Their 10-kilometre bike ride came about following the August explosion in Beirut that killed more than 200, injured some 7,000 and left some 300,000 people temporarily homeless.
Wellesley’s Ali Khan, a Grade 10 at Waterloo-Oxford District Secondary school, came up with the idea to gather up some friends after being inspired by an Islamic relief fundraiser to support those affected by the disaster. The group of 15-16-year olds attend school together and enjoy spending their time volunteering, playing basketball and biking.
“I know a family friend who works in Islamic relief and they [were having] an event like an outdoor movie night to raise money for Lebanon. And I couldn’t make it there because my parents are busy. And then I asked him if we could like help out in our city, and he said, ‘Yeah, you just got to do a bike ride.’”

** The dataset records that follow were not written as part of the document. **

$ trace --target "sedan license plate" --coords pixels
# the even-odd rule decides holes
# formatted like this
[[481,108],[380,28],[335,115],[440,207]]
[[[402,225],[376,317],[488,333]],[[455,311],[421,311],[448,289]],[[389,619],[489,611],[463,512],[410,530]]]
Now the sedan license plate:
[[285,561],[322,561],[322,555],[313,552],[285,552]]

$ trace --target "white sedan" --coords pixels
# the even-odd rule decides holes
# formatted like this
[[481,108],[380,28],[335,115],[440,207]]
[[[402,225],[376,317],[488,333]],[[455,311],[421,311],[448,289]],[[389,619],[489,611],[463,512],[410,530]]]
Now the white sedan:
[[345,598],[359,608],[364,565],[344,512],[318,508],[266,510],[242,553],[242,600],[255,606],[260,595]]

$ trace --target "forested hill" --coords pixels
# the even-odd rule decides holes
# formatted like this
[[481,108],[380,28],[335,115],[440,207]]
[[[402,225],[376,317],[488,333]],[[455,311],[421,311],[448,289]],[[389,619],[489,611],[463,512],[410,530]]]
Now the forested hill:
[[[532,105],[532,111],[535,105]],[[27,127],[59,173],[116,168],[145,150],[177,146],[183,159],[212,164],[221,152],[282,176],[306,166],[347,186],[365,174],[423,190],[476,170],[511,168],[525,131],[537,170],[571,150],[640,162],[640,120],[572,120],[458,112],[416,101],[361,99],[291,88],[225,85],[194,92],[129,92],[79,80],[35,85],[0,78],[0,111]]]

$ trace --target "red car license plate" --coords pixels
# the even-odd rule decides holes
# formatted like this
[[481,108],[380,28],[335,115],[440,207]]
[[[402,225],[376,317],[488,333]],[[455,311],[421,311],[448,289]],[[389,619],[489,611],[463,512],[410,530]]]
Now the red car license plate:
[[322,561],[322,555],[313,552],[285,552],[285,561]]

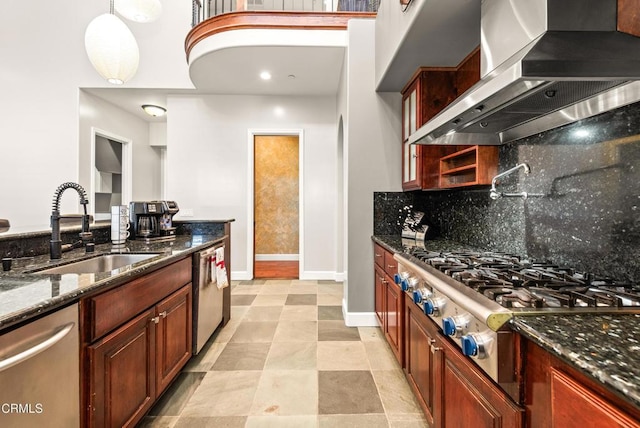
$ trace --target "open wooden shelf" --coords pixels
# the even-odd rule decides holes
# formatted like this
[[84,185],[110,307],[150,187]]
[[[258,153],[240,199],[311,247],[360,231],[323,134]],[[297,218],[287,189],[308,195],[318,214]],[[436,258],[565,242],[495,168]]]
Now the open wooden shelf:
[[440,158],[440,188],[491,184],[497,171],[497,146],[471,146]]

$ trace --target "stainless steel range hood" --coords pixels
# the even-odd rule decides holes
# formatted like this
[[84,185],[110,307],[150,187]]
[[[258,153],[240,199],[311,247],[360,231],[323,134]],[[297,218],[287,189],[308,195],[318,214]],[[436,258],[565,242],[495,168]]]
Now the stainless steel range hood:
[[483,0],[481,80],[409,137],[503,144],[640,100],[616,0]]

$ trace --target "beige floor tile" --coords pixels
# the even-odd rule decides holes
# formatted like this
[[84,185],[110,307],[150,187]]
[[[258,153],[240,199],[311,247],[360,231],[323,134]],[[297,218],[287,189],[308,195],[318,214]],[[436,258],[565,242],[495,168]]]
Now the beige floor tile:
[[318,294],[318,284],[291,284],[289,294]]
[[318,414],[384,414],[370,371],[318,371]]
[[241,320],[244,318],[247,312],[249,312],[250,306],[231,306],[231,320]]
[[271,342],[273,335],[278,327],[277,322],[249,322],[240,323],[236,332],[231,336],[229,343],[255,343],[255,342]]
[[178,416],[146,416],[138,428],[173,428],[178,419]]
[[261,284],[256,285],[238,285],[233,290],[231,290],[231,294],[259,294],[262,290]]
[[318,342],[318,370],[369,370],[362,342]]
[[429,428],[429,424],[422,413],[388,414],[387,418],[391,428]]
[[227,343],[211,370],[262,370],[271,343]]
[[384,333],[380,327],[358,327],[360,340],[363,342],[385,340]]
[[360,333],[356,327],[347,327],[344,321],[318,321],[318,340],[360,342]]
[[293,279],[291,285],[318,285],[315,279]]
[[317,415],[318,372],[266,370],[256,391],[251,415]]
[[180,416],[246,416],[260,371],[208,372]]
[[265,284],[260,289],[260,294],[288,294],[291,284]]
[[287,305],[282,308],[280,321],[317,321],[318,307],[307,305]]
[[317,321],[280,321],[273,342],[316,342]]
[[320,415],[319,428],[387,428],[385,415]]
[[244,428],[246,416],[182,417],[174,428]]
[[291,285],[291,281],[293,281],[292,279],[267,279],[264,282],[264,285],[267,286],[271,286],[271,285]]
[[231,339],[231,336],[233,336],[233,334],[236,332],[240,324],[242,324],[242,318],[235,319],[232,317],[227,325],[213,333],[213,341],[217,343],[227,343],[229,339]]
[[318,305],[342,306],[342,294],[320,294],[318,291]]
[[281,313],[282,306],[252,306],[243,321],[278,321]]
[[315,428],[317,416],[249,416],[246,428]]
[[253,301],[253,306],[284,306],[287,294],[258,294]]
[[401,369],[374,370],[372,373],[387,414],[420,413],[420,407]]
[[318,284],[318,294],[334,294],[342,297],[344,286],[342,283],[335,282],[333,284]]
[[369,359],[371,370],[397,370],[401,368],[387,342],[379,340],[362,343],[367,351],[367,358]]
[[274,342],[264,369],[315,370],[317,367],[318,345],[315,342]]
[[225,346],[227,346],[227,342],[207,343],[198,355],[189,360],[183,370],[189,372],[209,371],[224,350]]

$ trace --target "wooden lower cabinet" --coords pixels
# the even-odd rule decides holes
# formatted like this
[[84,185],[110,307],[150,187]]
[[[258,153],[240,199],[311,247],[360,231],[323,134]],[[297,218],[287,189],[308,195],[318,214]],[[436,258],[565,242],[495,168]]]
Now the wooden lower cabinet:
[[156,382],[160,394],[191,358],[191,284],[156,306]]
[[131,427],[156,396],[153,310],[89,347],[92,427]]
[[80,301],[83,426],[136,426],[191,358],[191,266],[186,258]]
[[494,385],[448,339],[439,341],[442,364],[442,427],[522,427],[523,409]]
[[407,299],[405,373],[431,427],[523,425],[523,409]]
[[437,332],[422,310],[406,299],[405,373],[429,426],[435,426],[440,409],[436,386],[441,372],[441,349],[436,345]]
[[398,362],[402,364],[402,319],[404,314],[404,293],[391,278],[387,277],[385,316],[387,319],[385,336]]
[[[523,339],[524,340],[524,339]],[[640,427],[640,410],[524,340],[526,426]]]

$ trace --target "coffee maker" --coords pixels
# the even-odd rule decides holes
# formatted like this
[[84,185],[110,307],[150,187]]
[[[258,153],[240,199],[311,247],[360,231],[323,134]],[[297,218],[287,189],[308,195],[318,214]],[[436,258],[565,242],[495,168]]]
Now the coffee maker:
[[179,211],[175,201],[131,202],[129,221],[131,238],[147,241],[175,238],[173,216]]

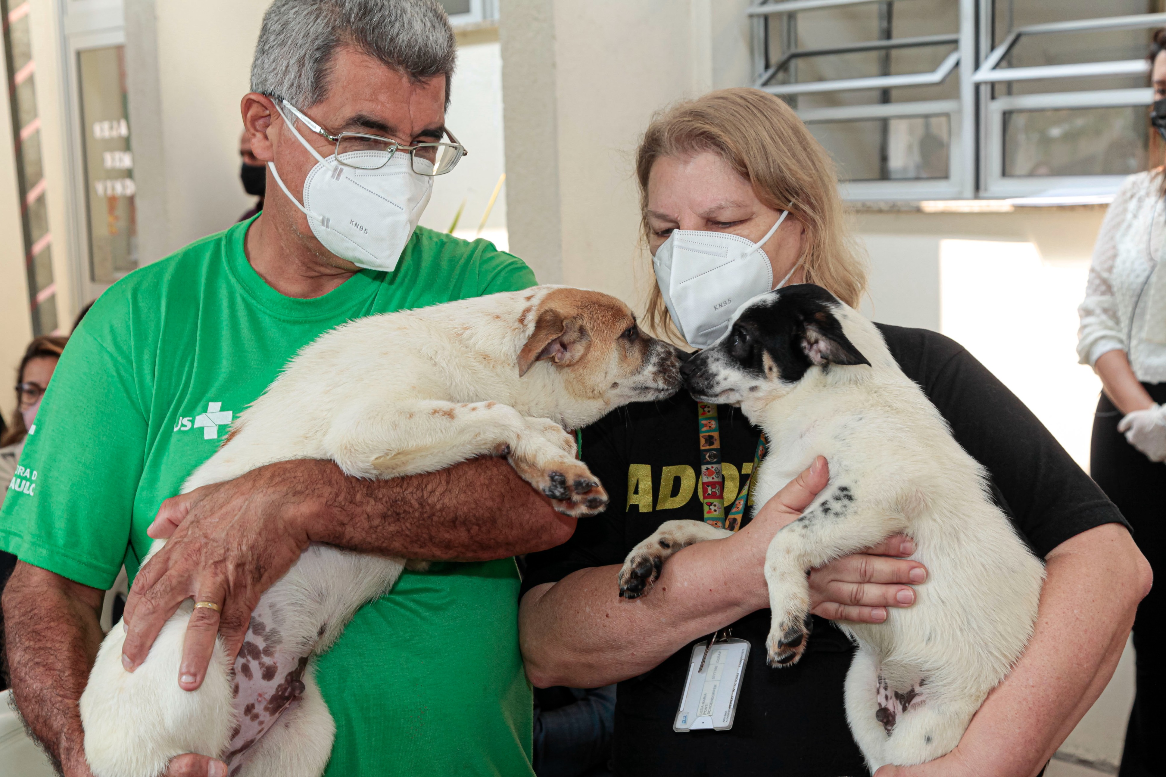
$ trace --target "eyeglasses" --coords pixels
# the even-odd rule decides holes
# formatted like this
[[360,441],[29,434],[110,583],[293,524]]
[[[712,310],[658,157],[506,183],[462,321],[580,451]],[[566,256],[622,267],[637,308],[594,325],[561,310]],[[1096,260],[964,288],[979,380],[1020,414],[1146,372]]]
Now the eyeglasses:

The trek was 10 km, and saw Khan accompanied by six other friends. The trip took the group between 45 minutes to an hour to complete.
The boys’ monetary goal was to raise $300 and they were successfully able to bring in between $500 and $600 through donations.
Wellesley Mayor Joe Nowak was involved in the ride by giving the boys permission to cycle the streets. “I can’t say enough about the youth in this community and the work that they’ve done to put this program together. And to have somebody in the small village of Wellesley, I mean we’re 3,200 people in this town,” said Nowak in a video on the Islamic Relief Canada’s Youtube channel titled ‘A Bike Ride for Change in Wellesley Ontario, Islamic Relief Canada’ that documents the boys’ effort.
The boys knew they were going to be filmed throughout the day but thought it was going to be for Instagram and were pleasantly surprised when they found out it would be on YouTube.
The participants say they had a blast doing the trek and definitely want to do one again after the cold weather passes. This isn’t the first time they’ve come together to volunteer their time to the Wellesley Youth Advisory Council.
Carter Trusell, one of the participants, said he hopes that other youth in smaller rural communities can see the boys’ achievement as an inspiration for an effort of their own.
“I think that it put out a message that just because we’re a small community, and maybe we don’t have the resources some bigger communities would have, you can still do something and you can still make a change,” said Trusell
“A little thing will make a big difference,” added Khan.